The centre-right coalition of Prime Minister Laimdota Straujuma handily won Latvia’s elections amid alarm over a resurgent Russia, while a Kremlin-allied party popular with the country’s sizeable Russian minority narrowly topped the seat count.

The leftist Harmony party, allied with Russian President Vladimir Putin’s United Russia party, took 25 seats in the 100-member parliament, but with no coalition partners it is set to remain in the opposition, partial official results from 1,000 of 1,054 polling stations showed on Sunday.

Three parties in Straujuma’s centre-right governing coalition took a 61-seat majority, which could rise to 68 with a fourth party possibly joining in.

Harmony has actually lost ground, having won 31 seats in the 2011 elections.

But with Europe now in its worst standoff with Russia since the Cold War, Saturday’s election was overshadowed by fears that Moscow could attempt to destabilize its Soviet-era Baltic backyard.
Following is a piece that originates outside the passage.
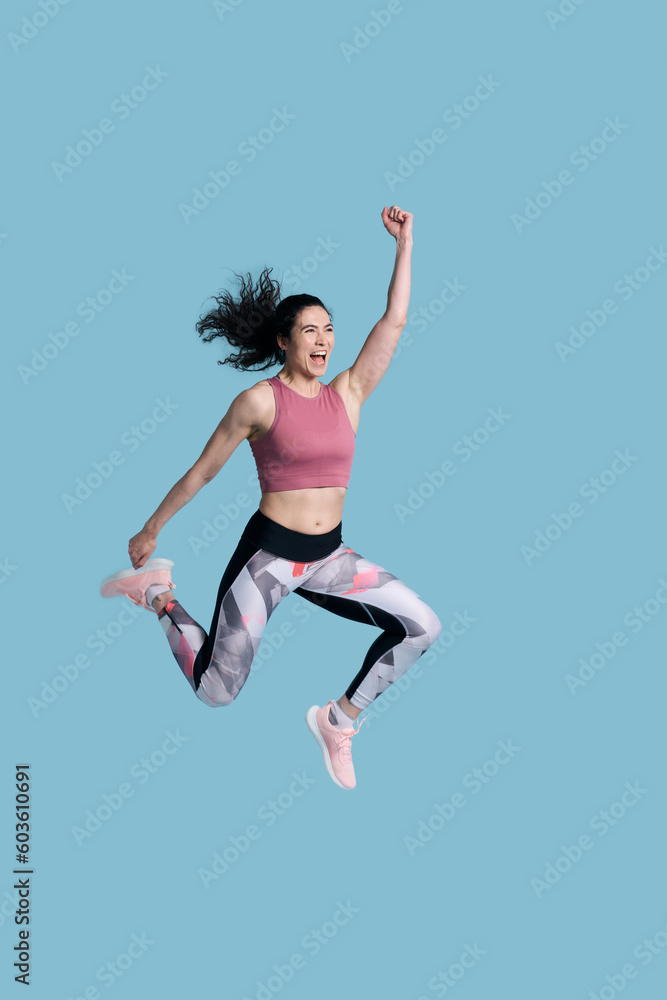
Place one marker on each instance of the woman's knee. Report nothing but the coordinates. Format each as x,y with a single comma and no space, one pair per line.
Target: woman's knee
215,695
431,626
Russia’s annexation of Crimea and meddling in eastern Ukraine spooked voters in this Nato and eurozone member of just two million people where many retain vivid memories of the Soviet occupation that ended only a quarter-century ago.Straujuma has been quick to call for more Nato troops and extra air patrols in the vulnerable region, and the alliance has responded with increased troop rotations and exercises.‘People wanted change but they started to be afraid in the context of Ukraine and Russia,’ Arnis Kaktins from the SKDS pollsters said of Sunday’s results.